そうぶっきらぼうに言い残すと、山崎は一礼してコミュニティセンターを去っていった。

第六節

時計は午前11時半を指していた。いきなりこの部屋に放り出されて何をやればいいのやら。。

今一度室内を見渡すと、初めは根暗なやつだらけと思っていた室内にも、いかにもお喋り好きで周囲の空気とは異彩を放つ垢抜けたグループがテーブルで談笑しているのが見てとれた。

その中の一人と目があった。

「あ!新しい人だね!こっちへ来ない?」

なんだか馴れ馴れしかったが、何をしていいかもわからない俺は、本当に自分のことを呼んでいるのかを確かめるために、目を見開いて自分を指さすと、向こうは頷いた。俺はためらわずその男の方へ歩んでいった。

「こんにちは。僕は鈴木。それから、、」

その男は名乗ると、グループのメンバーにも紹介するように合図した。

「中西です。どうも」

「田代敦子、よろしくね」

「内藤沙織、はじめまして」

鈴木と中西はいかにも元気な若者で、ザ青春をエンジョイという類いの、まおネット用語でいうところのリア充であった。同じく田代、内藤、彼女らもまた気兼ねなく男性と友達としての距離感で和気あいあいと付き合えるタイプの明るい性格の女子、そういう感じであった。

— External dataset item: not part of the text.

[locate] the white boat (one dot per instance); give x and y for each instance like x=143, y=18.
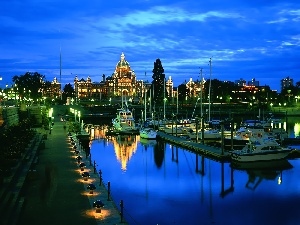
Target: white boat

よくファミレスとか居酒屋で見掛ける様なタイプの仲良し連中である。

「うっす、おれ笠井。よろしく!っ、、、っつっても実は事故ったかなんかで実は何も覚えてなくてこの病院に世話になってるようでね、、まぁ記憶喪失ってヤツで、もしかしてキミたちって俺のこと知ってたりして、、、な、わけないか。」

その男女4人はお互いに目を合わせると、グループのリーダーっぽい鈴木が口を開いた。

「ぁあ、やっぱりそうなんだ、そう、俺たちっていうのは、何というか、まぁ、みんな過去の記憶がないんだよ、みんな。 だから色んな事情があってここに世話になった、そういうことだろう、、・・・って、暗くなるから、こういうのはもう深く考えないようにしようぜ!」

「ああ、まぁ」

それから、下らない話をその輪に加わってお喋りした。

みんな過去の記憶がないにしても、なぜか違和感なく盛り上がり、色々な話をした。

第七節

この病院での生活は、このコミュティセンターと自室の往復であった。